Nene, 56, is under pressure to keep debt under control to ward off the threat of a credit-rating downgrade as economic growth slows. His job is being complicated by the rand’s plunge to an all-time low of 14.0682 per dollar on Aug. 24 amid an emerging-market rout triggered by a slowdown in China and a slump in commodity prices.
In February, Nene said debt-service costs would reach 10.1 percent of total government spending this fiscal year, up from 9.6 percent in the previous year. The government is targeting a budget deficit of 3.9 percent of gross domestic product for the year through March 2016, with net debt projected to rise to 42.5 percent of GDP. Foreign-currency debt makes up less than 10 percent of the total.

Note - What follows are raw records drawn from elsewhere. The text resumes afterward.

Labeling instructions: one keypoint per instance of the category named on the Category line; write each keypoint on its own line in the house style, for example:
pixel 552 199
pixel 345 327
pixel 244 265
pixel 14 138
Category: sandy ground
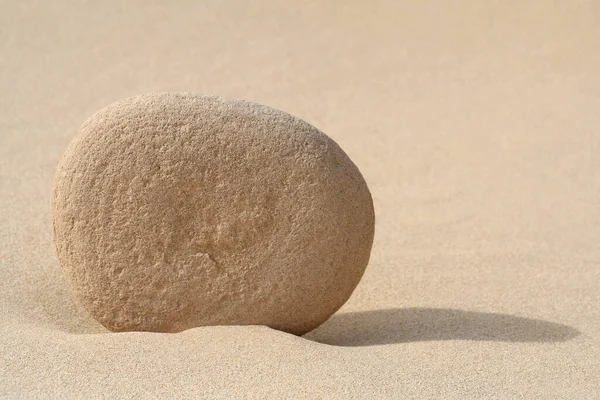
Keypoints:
pixel 475 123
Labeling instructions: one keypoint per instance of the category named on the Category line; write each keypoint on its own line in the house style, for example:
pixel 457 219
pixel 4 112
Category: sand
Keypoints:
pixel 475 124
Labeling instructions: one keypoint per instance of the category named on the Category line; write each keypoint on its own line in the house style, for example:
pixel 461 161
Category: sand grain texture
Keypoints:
pixel 475 125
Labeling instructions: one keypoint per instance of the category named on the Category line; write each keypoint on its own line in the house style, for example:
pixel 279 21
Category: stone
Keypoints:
pixel 177 210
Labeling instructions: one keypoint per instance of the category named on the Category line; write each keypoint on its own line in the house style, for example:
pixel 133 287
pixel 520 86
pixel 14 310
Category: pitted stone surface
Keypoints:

Lungisa Fuzile, director-general of the National Treasury, said the guideline is to keep foreign debt at 20 percent to 25 percent of total liabilities. While that gives the government “a lot of headroom” to borrow on international markets, there’s no immediate pressure to sell dollar debt, he told reporters in Johannesburg. The government penciled in a $1 billion global bond this year, he said.
“We have been very restrained, some people might even say conservative, insofar as our foreign hard currency denominated debt,” he said. “If the market presents an opportunity, we would raise. But we don’t have terrible pressure because we’ve got a fair amount of foreign currency deposits which can cushion us.”
The rand’s 11.4 percent slide against the dollar this year is a response to global economic conditions and in line with the performance of other emerging-market currencies, Nene said.
“It’s the normal thing, if you have a floating exchange rate, this would be the response,” he said. “We consider it a temporary move.”
The rand traded 0.3 percent stronger at 13.0876per dollar as of 1 p.m. in Johannesburg. Yields on rand-denominated government bonds due December 2026 fell six basis points to 8.36 percent.